A $750 million Eurobond issued in July attracted $4.75 billion worth of orders, and the government has said it will tap international debt markets again next year.
President Alassane Ouattara, who emerged victorious from the 2011 conflict largely thanks to military backing from France, is up for reelection next year. He is campaigning as the architect of an Ivorian renaissance but Ebola could jeopardise that.
“We’re worried by Ebola in neighboring countries that are our economic and commercial partners,” Ouattara said on Wednesday, in his first direct comments on the outbreak. “We’re working to ensure that we maintain our strong rate of growth.”
For Ronak Gopaldas, head of country risk analysis at South Africa’s Rand Merchant Bank, the government knows its record is on the line: “Ebola risks puncturing all the good work that’s been done and I think that’s why they’ve been so proactive.”
While economists assess Ebola’s impact, it is clear that an economic calamity is brewing across Ivory Coast’s borders.
Economic growth in Liberia and Sierra Leone could drop by almost 3.5 percentage points, according to the International Monetary Fund, as Ebola cripples agriculture and services.
Prices there have rocketed as worried citizens rush to stock up on provisions and border closures disrupt imports.
Ivory Coast would face the same problems were Ebola to jump the border.
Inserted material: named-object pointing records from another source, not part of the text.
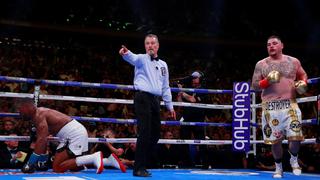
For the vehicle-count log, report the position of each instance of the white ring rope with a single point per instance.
(107, 100)
(161, 141)
(125, 101)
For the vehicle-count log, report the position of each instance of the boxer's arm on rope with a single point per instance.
(42, 134)
(301, 85)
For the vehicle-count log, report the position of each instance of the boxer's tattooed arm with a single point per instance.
(256, 77)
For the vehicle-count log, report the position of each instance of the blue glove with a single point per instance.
(30, 166)
(42, 162)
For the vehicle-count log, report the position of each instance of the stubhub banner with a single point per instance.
(241, 117)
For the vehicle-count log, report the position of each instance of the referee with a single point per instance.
(151, 80)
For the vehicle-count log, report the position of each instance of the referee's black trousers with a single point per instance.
(147, 109)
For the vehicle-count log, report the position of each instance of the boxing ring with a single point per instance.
(156, 173)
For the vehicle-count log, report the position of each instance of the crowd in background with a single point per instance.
(79, 41)
(78, 63)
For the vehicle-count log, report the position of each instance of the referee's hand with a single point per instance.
(172, 114)
(123, 50)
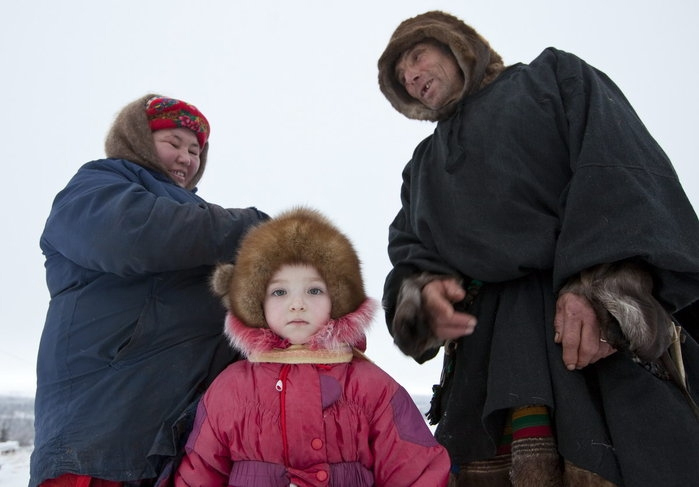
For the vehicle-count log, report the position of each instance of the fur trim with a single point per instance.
(131, 138)
(472, 52)
(298, 236)
(335, 336)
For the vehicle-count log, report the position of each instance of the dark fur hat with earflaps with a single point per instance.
(475, 57)
(297, 236)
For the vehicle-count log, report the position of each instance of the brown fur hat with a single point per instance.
(472, 52)
(131, 138)
(297, 236)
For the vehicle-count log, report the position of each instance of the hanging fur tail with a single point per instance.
(672, 361)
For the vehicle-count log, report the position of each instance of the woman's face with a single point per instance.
(178, 151)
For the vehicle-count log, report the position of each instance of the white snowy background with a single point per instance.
(297, 117)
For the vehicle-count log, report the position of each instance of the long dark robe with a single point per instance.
(543, 173)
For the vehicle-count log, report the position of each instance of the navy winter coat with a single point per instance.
(132, 334)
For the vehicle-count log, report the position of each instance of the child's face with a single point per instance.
(178, 151)
(297, 304)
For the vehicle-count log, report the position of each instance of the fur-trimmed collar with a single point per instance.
(337, 337)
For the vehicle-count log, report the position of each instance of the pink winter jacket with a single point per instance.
(309, 416)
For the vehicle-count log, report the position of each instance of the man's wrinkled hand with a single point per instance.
(577, 329)
(438, 299)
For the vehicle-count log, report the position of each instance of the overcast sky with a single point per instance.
(297, 117)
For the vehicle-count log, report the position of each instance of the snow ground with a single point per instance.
(14, 468)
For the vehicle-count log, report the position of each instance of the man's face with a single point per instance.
(430, 75)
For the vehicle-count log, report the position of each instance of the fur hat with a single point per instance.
(131, 134)
(297, 236)
(472, 52)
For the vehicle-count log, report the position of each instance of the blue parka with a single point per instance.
(133, 334)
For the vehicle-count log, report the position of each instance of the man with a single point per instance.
(545, 241)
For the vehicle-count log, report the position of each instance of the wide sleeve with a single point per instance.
(110, 220)
(405, 451)
(624, 199)
(408, 254)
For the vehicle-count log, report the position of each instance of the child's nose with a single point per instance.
(297, 303)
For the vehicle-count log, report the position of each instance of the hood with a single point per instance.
(472, 52)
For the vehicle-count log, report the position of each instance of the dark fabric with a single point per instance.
(132, 333)
(540, 175)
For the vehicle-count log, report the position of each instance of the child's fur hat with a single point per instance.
(297, 236)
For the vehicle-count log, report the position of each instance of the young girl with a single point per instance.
(306, 408)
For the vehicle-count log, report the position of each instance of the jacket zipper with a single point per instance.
(281, 388)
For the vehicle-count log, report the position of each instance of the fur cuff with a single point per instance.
(630, 317)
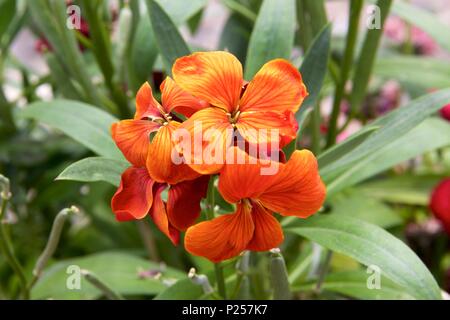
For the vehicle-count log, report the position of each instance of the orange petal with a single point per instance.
(215, 77)
(271, 130)
(223, 237)
(175, 99)
(298, 189)
(208, 135)
(132, 138)
(146, 105)
(268, 233)
(134, 197)
(183, 202)
(160, 164)
(159, 215)
(241, 176)
(277, 86)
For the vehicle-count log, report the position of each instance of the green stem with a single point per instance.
(8, 252)
(355, 11)
(316, 129)
(324, 270)
(210, 215)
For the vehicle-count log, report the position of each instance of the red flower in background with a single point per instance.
(445, 112)
(440, 203)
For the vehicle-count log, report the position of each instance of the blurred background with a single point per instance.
(410, 63)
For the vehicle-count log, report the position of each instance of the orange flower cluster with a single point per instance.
(209, 91)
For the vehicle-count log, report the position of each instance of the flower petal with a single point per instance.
(160, 163)
(223, 237)
(215, 77)
(183, 202)
(134, 197)
(298, 189)
(159, 215)
(173, 98)
(268, 233)
(242, 177)
(146, 104)
(207, 135)
(278, 86)
(271, 130)
(132, 138)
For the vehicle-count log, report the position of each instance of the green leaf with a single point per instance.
(183, 289)
(420, 71)
(339, 150)
(272, 36)
(432, 134)
(169, 41)
(119, 271)
(371, 245)
(406, 189)
(7, 10)
(80, 121)
(391, 127)
(354, 284)
(426, 21)
(314, 67)
(181, 11)
(358, 205)
(366, 58)
(95, 169)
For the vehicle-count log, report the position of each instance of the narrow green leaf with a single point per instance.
(371, 245)
(426, 21)
(272, 36)
(392, 126)
(420, 71)
(82, 122)
(119, 271)
(432, 134)
(405, 189)
(341, 149)
(95, 169)
(354, 284)
(169, 41)
(314, 67)
(7, 10)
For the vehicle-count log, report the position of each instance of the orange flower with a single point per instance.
(269, 101)
(295, 190)
(138, 196)
(133, 136)
(143, 184)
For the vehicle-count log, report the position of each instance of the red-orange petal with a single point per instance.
(134, 196)
(158, 213)
(271, 130)
(160, 163)
(208, 135)
(146, 104)
(268, 233)
(298, 189)
(215, 77)
(173, 98)
(183, 202)
(242, 176)
(133, 138)
(223, 237)
(278, 86)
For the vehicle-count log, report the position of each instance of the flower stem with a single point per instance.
(5, 243)
(279, 276)
(210, 215)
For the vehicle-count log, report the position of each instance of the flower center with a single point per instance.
(233, 117)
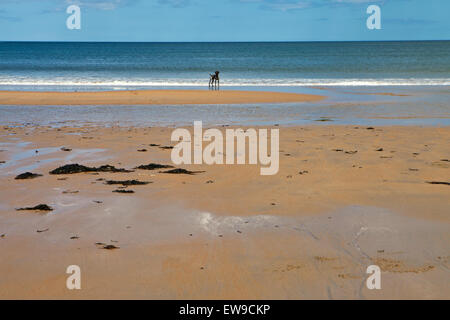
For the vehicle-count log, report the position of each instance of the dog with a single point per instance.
(214, 79)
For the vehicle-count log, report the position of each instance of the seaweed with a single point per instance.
(27, 175)
(78, 168)
(39, 207)
(181, 171)
(128, 182)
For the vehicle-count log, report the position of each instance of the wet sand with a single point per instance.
(308, 232)
(150, 97)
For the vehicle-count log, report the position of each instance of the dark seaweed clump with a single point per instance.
(153, 166)
(27, 175)
(77, 168)
(39, 207)
(127, 182)
(181, 171)
(439, 182)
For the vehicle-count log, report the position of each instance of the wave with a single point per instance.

But, with an economy that makes up 40 percent of the eight-nation CFA franc bloc, the repercussions would be regional, including higher inflation.
“We’re already affected economically speaking because of the perception,” Trade Minister Jean-Louis Billon told Reuters. “Those who are frightened are more those who know less about Africa and are coming to discover.”
Though the country has yet to register a single case, at least two international conferences due to take place in Ivory Coast have been cancelled. International cocoa exporters have restricted staff movements in the country, exposing the sector’s vulnerability to the growing fear of Ebola.
“The more you go to the perception that things are getting out of control, the more you will have this psychological effect,” said Alain Feler, IMF representative in Ivory Coast.
Citizens of Abidjan are wary. On packed public buses, people try to avoid touching.
“It’s often difficult because you can’t avoid human contact,” said student Cesar Kouame Kouakou. “But we try to do it because no one knows what causes this sickness.”
Ivorian authorities are heartened by events in Senegal and Nigeria, where relatively rapid government responses appear to have contained outbreaks.
After an initially slow start, hundreds of millions of dollars in international financial assistance are also beginning to pour into Guinea, Liberia and Sierra Leone to fund the Ebola fight and offset the economic damage.
President Barack Obama has announced that the United States plans to send 3,000 troops to the region.
For Coulibaly, the growing momentum is a positive step, but he worries that nations on the frontline are still being neglected.
“The neighboring countries must be assisted financially, logistically, with material resources,” he said. “We need to see that assistance now.”